Y también de la práctica artística. Se podría hablar aquí de una necesaria
marginalidad. La calle, el negocio de la esquina, el taller de vulcanización y
la letanía de ciertas atmósferas borrachas so coincidentes con la existencia de
un tipo de pintor, en apariencia en desuso.
5)
La pintura de
Mauro Jofré recuerda – por encima de cualquier consideración histórica –
ciertos gestos provenientes de la llamada
“Generación del Centenario”. La analogía es valida, sobre todo si se
atiende a la veracidad y a la expresión de su lenguaje plástico. Una mezcla de
verismo y expresividad, no calza desde una perspectiva existencial – con la
idea de cálculo o programa. Es una incertidumbre (otros hablarán de aventura)
que evita las soluciones garantidas, calculadas, los efectos emblemáticos, cada
vez más cosificados, que caracteriza el repertorio formal del arte más
reciente. Esta concepción de la práctica artística exige no sólo un grado importante
de honestidad; exige también, un compromiso de carácter afectivo o existencial
contradictorio con los sobreañadidos retóricos de la vanguardia así como las
soluciones esteticistas de cierta academia.
6)
La pintura de
Mauro Jofré exhibe una velada crudeza; en esto su obra no guarda una filiación
muy precisa con aquellas tendencias o expresiones más “taquilleras” que
comparecen en la actual escena santiaguina. En este sentido, su pintura no
parece reproducir aquellas operaciones susceptibles de fomentar, de manera
oportunista, la emergencia de determinado discurso.
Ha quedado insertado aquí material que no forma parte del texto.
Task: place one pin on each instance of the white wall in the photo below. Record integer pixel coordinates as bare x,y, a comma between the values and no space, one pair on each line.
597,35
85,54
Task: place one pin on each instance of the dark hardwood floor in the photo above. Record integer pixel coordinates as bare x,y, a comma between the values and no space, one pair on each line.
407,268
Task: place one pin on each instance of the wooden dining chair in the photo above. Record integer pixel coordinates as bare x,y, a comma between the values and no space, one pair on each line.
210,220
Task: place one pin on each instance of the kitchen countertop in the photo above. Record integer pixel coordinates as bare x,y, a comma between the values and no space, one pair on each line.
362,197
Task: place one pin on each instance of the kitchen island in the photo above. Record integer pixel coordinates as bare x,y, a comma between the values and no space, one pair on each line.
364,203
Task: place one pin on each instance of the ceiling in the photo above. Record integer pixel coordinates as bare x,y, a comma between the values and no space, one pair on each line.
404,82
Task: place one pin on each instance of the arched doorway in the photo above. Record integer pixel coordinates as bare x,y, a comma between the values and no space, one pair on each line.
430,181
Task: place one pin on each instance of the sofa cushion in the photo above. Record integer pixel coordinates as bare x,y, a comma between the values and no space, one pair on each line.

La aspereza, desde el punto
de vista político desafía las articulaciones que arman los discursos; a lo más
podría remitir las figuras del arrebato,
la barbarie, la inocencia, la irresponsabilidad. Pero la inconciencia depende
del contexto, la inocencia de los discursos militantes, el arrebato de las
censuras ideológicas. Sin embargo, no se podría sancionar una pintura que no
pretende erigirse en defensora de los desvalorizados derechos de la
subjetividad (en el sentido catártico del término)
7)
La pintura de
Mauro Jofré acusa una orfandad respecto a las filiaciones que determinan las
opciones temáticas y formales del arte “joven” de la presente década. Es una
exclusión que depende de las preferencias y motivaciones connaturales al
ejercicio crítico. Y hay que decir que la crítica de arte en Chile (por lo
menos las voces más afines a la vanguardia) ha tendido a privilegiar, de
manera políticamente justificada, una
lectura centrada en el “imperativo de la lucidez”. Una persecución terrorista
sólo es comprensible en un estado terrorista. La tiranía supone el silencio o
el discurso de la dislocación. La democracia exige, por el contrario, una voz
lo suficientemente fuerte como para paliar el desmantelamiento de los espacios
consagrados a la disidencia. “Hacerse oir” pasa, en la actualidad, por los
circuitos promocionales, informativos, comunicacionales (siempre que se tenga
algo que decir, osea, algo que vender). En este sentido, la voz de Mauro Jofré
es demasiado tenue, humilde incluso. La precariedad nunca es enfática, evita la
cosificación (a pesar de tratarse aquí de una serie de objetos pictóricos).
8)
La soledad
existencial presente en la obra de Mauro Jofré es inconfundible con cualquier
estrategia de vaciamiento. El mentado vaciamiento del arte moderno (aclamado
como una conquista positiva respecto a la tradición simbólico-religiosa del
arte) se asemeja, de manera sospechosa, con los rasgos desublimatorios que
caracteriza la lógica implacable del mercado. El arte que se vende es, a lo
sumo, una suerte de parodia, que testimonia – por lo mismo – su carencia de
espesor, de necesidad. Lo que se comercia son los gestos espectaculares,
grandilocuentes, o los efectos cosméticos, a veces leves, a veces intensos (del
conceptualismo, del expresionismo, etc.).
9)
La pintura de
Mauro Jofré adolece de grandilocuencia y de vacuidad. Nada de retórica; nada de
vaciada economía; una polvorienta melancolía envuelve su entorno, su espacio de
vida. Su pintura es, a la larga, una suma de gestos rotos.